What to Learn from Tinubu’s Political Playbook: Say what you will about Asiwaju Bola Ahmed Tinubu, love him or loathe him but when it comes to political mastery, he is one of the most strategic minds Nigeria has ever seen. His rise wasn’t accidental. It was engineered. Carefully, deliberately, and decades in the making. And for anyone serious about leadership, influence, or systemic change, there are critical lessons to learn from how Tinubu plays the game.
- He Made Men Before He Made Moves
Tinubu didn’t just build a network, he built a political dynasty. He identified talent early, invested in them, empowered them, and strategically positioned them where they could eventually become useful to him. Fashola, Osinbajo, Ambode, Sanwo-Olu, Fayemi, Aregbesola, and countless others passed through his orbit.
He put them in rooms they couldn’t have entered alone. He funded campaigns, offered political cover, and gave them visibility but always in a way that kept him central to their rise. Loyalty wasn’t demanded, it was built through patronage, mentorship, and opportunity.
- He Played the Long Game
While others focused on short-term wins, Tinubu was always thinking in decades. After leaving office as Lagos governor in 2007, he didn’t vanish. Instead, he consolidated his influence first over Lagos, then the South-West, then the opposition at large.
He built coalitions, brokered deals, and did the unthinkable, merged disparate parties to form the APC, a platform that would eventually unseat a sitting president. That move alone was historic.
- He Funded the Machinery
Tinubu understood that ideas without structure are dead on arrival. Politics requires money, not just for campaigns, but for organizing, mobilizing, and sustaining loyalty. He sponsored elections, built grassroots support, and controlled key structures across states.

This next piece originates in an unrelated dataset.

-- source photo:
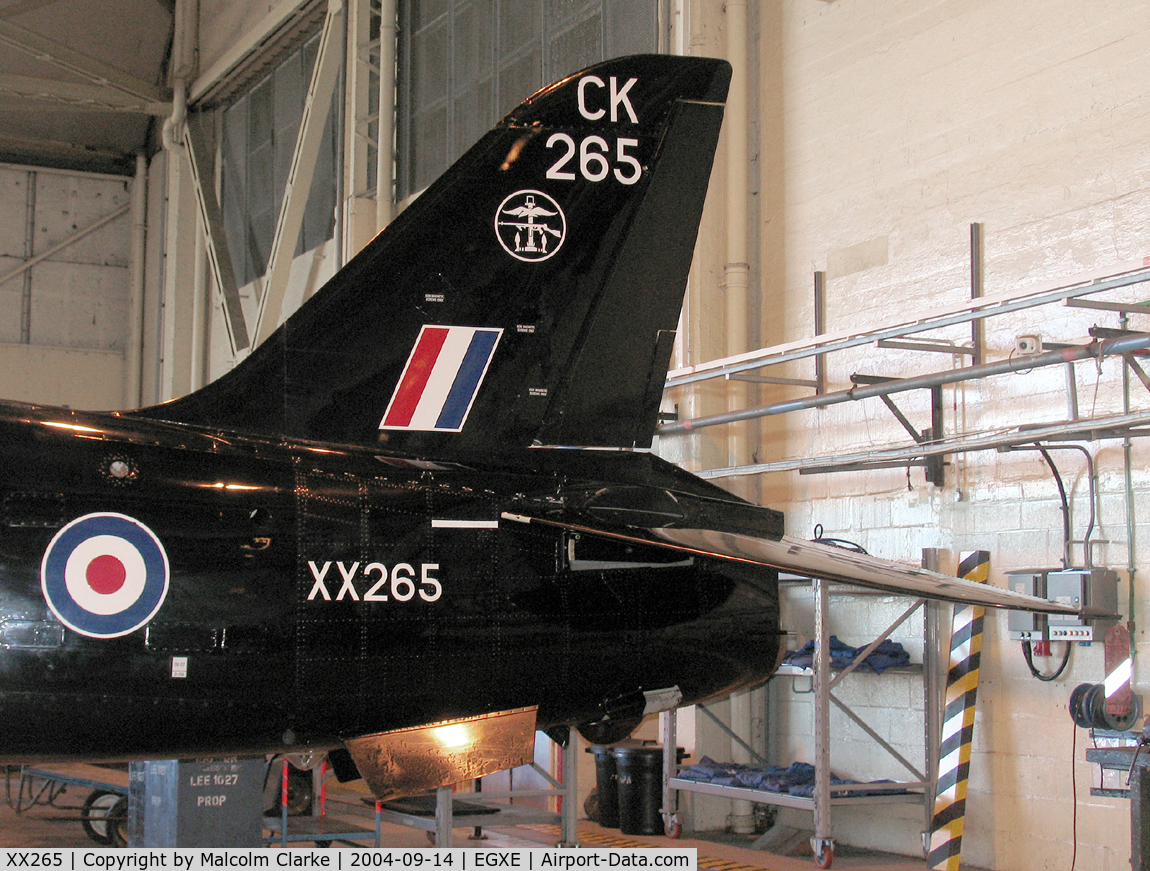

He didn’t just win elections, he owned the platforms through which they were won. While others were begging parties for tickets, Tinubu was handpicking flagbearers.
- He Made a President Before Becoming One
Perhaps the boldest part of Tinubu’s political genius is that he made a president (Buhari) before he became one himself. He knew Nigeria wasn’t ready to hand the presidency to a Southern Muslim yet. So he backed Buhari, a Northern Muslim with grassroots northern support and made himself indispensable in the process.
He delivered the South-West. He protected Buhari’s campaign. He negotiated the merger. And when the time came, he cashed in. That is leverage.
The Lesson:
Tinubu teaches us that politics isn’t about charisma alone, it’s about structure, loyalty, investment, and timing.
You don’t win by being only the loudest. You win by building people, placing them strategically, and making yourself the center of the web not through control, but through value.
Many idealists want to jump into politics and “change the system,” from the top but they haven’t groomed anyone, funded anything, or built a pipeline. Tinubu did all three consistently.
If you want real power, don’t just seek influence build it. Groom it. Sponsor it. Protect it. Then one day, when the time is right, it will turn around and crown you.
Because power doesn’t just go to the most deserving, it goes to the most prepared. And on that front, Tinubu was always 10 steps ahead.